Grade 3/4 AE rates were 63.3% among patients who took CS during the study compared with 34.4% in those patients who did not take CS, Dr. Scher’s team reported[NR2] .
“While CS patients had worse outcomes, ENZA was consistently superior to placebo regardless of on-study CS use,” Dr. Scher and coauthors noted. ENZA was superior to placebo for OS, radiographic progression free survival, and time to PSA progression“regardless of CS use,” they reported[NR3] .
The mechanisms underlying the negative association between CS use and survival time for these patients remain unclear, the authors noted.
“The inferior outcomes in CS patients may be due to unmeasured confounders or the biologic properties of CS use itself,” they suggested[NR4] .
The AFFIRM trial had previously found that ENZA increased OS by 4.8 months (HR, 0.63; P<0.001) compared to placebo in men with mCRPC previously treated with docetaxel. But CS activate androgen receptors in preclinical models and a previously reported analysis of AFFIRM data had found CS use at baseline to be associated with inferior OS[NR5] .

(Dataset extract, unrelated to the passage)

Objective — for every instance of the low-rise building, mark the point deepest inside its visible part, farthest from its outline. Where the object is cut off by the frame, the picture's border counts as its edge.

The new analysis of AFFIRM data sought to evaluate whether or not the same was true of CS use during ENZA therapy. AFFIRM participants were randomized 2:1 to receive either ENZA (160 mg/d) or placebo, the authors reported. Participants were “allowed but not required” to take corticosteroids.
“On-study CS use was defined as oral CS user for 1 day or longer on study,” the authors reported. “On-study CS use was 48% in ENZA and 45% in placebo patients.”
The 2013 Genitourinary Cancers Symposium is co-sponsored by the American Gastroenterological Association (AGA) Institute, the American Society of Clinical Oncology (ASCO), the American Society for Radiation Oncology (ASTRO) and the Society of Urologic Oncology (SUO).
Clinical trial information: NCT00974311.